1
"Маневровое устройство Марко... Анни Леонхарт... 104 кадетский корпус... Чтобы победить чудовище, надо отбросить человечность... Это из-за того момента, да, Эрен?.. Этот мир жесток..."
На подсознательном уровне узнав свой голос, Микаса просыпается в холодном поту, резко садится на кровати. Комната с простой белой мебелью. Тяжёлые тёмно-серые шторы. На стуле около кровати висит красный шарф. Микаса с облегчением откидывается обратно на подушки и смотрит в оштукатуренный неестественно белый потолок. И вдруг замечает крохотное чёрное пятнышко. Пытается разглядеть и опознать, хотя бы понять его природу, но его появление настолько ирреально и нелогично, что Микаса - Микаса! - просто устало закрывает глаза. Пробует заснуть снова, но ничего не выходит. В голове пульсируют и отзываются эхом знакомые голоса. Откуда она их знает? Непонятно.
"Чтобы победить чудовище, надо отбросить человечность..."
Это явно голос Армина. Уж его-то она ни с кем не перепутает - ещё бы, он её единственный друг.

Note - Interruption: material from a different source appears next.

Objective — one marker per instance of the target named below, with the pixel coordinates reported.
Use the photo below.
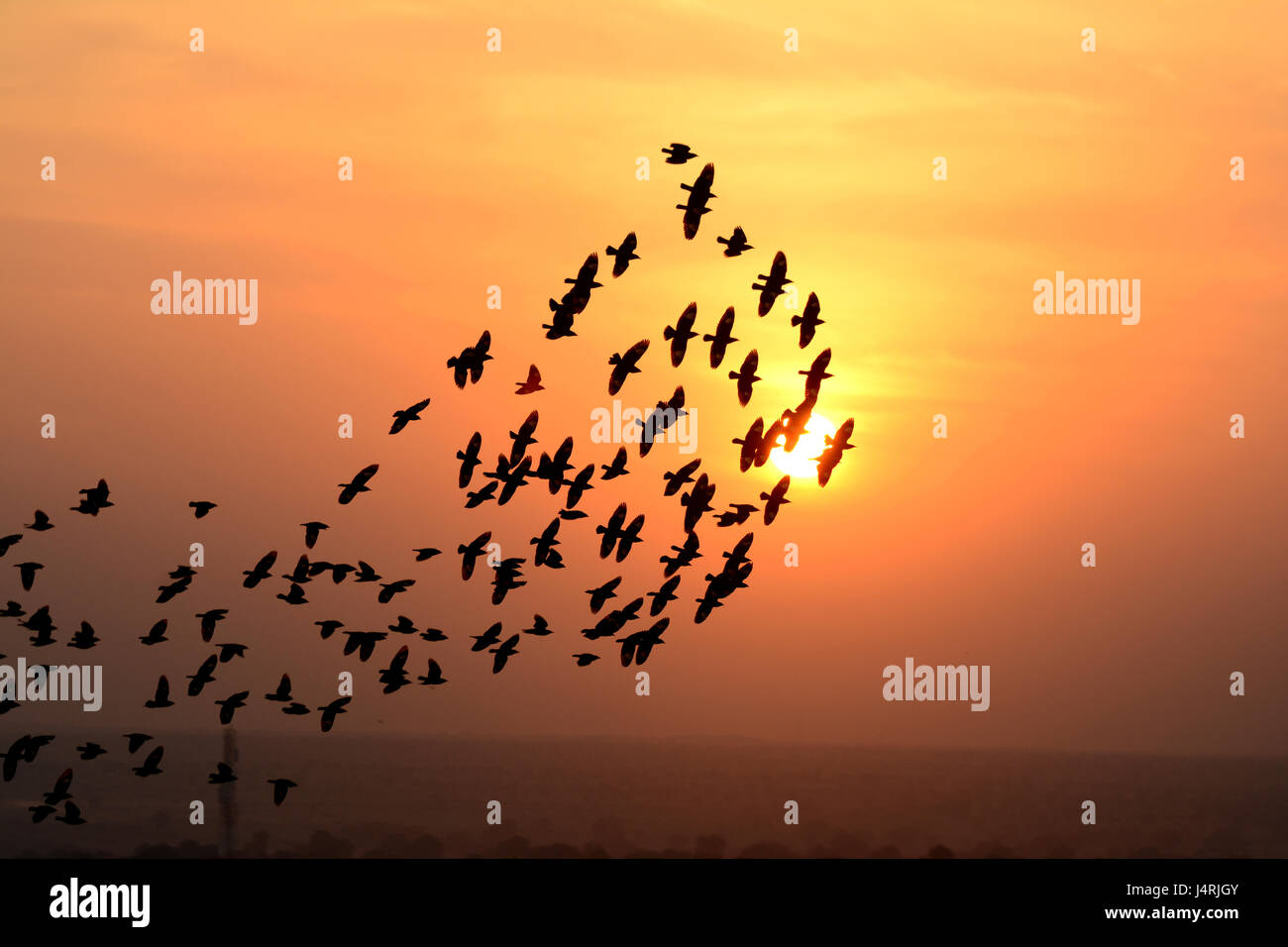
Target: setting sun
(802, 460)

Другое дело, что она не помнит, откуда знает его. Микаса вообще ничего не помнит о своём детстве - ни о родителях, ни о доме, где раньше жила. Просто однажды она проснулась в этой комнате и пошла в школу. Наверное, чисто на автомате. И там с ней приветливо поздоровался худощавый голубоглазый блондин. Он выглядел знакомо, Микаса даже знала, как его зовут - Армин Арлерт. Но это было так давно, что граница между реальностью и фантазией совсем размылась и поблёкла. Теперь Микаса уже ни в чём не была уверена.

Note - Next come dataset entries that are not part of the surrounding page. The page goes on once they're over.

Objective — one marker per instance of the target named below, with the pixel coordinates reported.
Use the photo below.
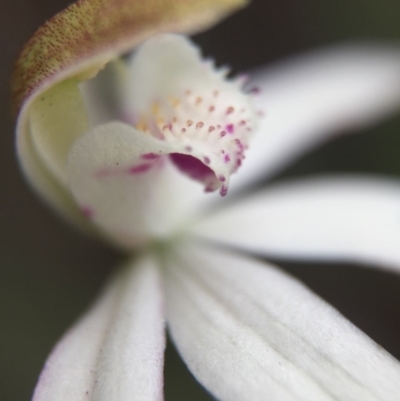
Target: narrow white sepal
(116, 351)
(353, 219)
(309, 99)
(249, 331)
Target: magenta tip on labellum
(140, 168)
(87, 212)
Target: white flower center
(176, 97)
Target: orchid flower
(142, 152)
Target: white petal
(56, 119)
(310, 98)
(126, 185)
(248, 331)
(173, 94)
(115, 352)
(348, 219)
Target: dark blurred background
(49, 273)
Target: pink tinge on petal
(87, 211)
(140, 168)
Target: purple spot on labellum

Поняв, что заснуть уже не сможет, Микаса снова садится на кровати и скидывает на пол одеяло, чтобы сонное тело окончательно проснулось от утреннего холода. Хорошо, что сейчас не ночь. Микаса смотрит на стоящие на стуле у кровати часы - шесть тридцать утра. Стул служит одновременно вешалкой и тумбочкой - так Микасе было удобнее. Она даже приделала к ножкам под сиденьем дополнительную полочку, на которой лежал её дневник и альбом с фотографиями, сделанными на старый коллекционный "Полароид". Так Микаса пытается убедить себя, что вот она, её жизнь, никуда не делась, все воспоминания на месте. Она начала фиксировать события из жизни тогда, когда осознала, что после определённого момента не помнит ничего. Своеобразная фобия, можно сказать.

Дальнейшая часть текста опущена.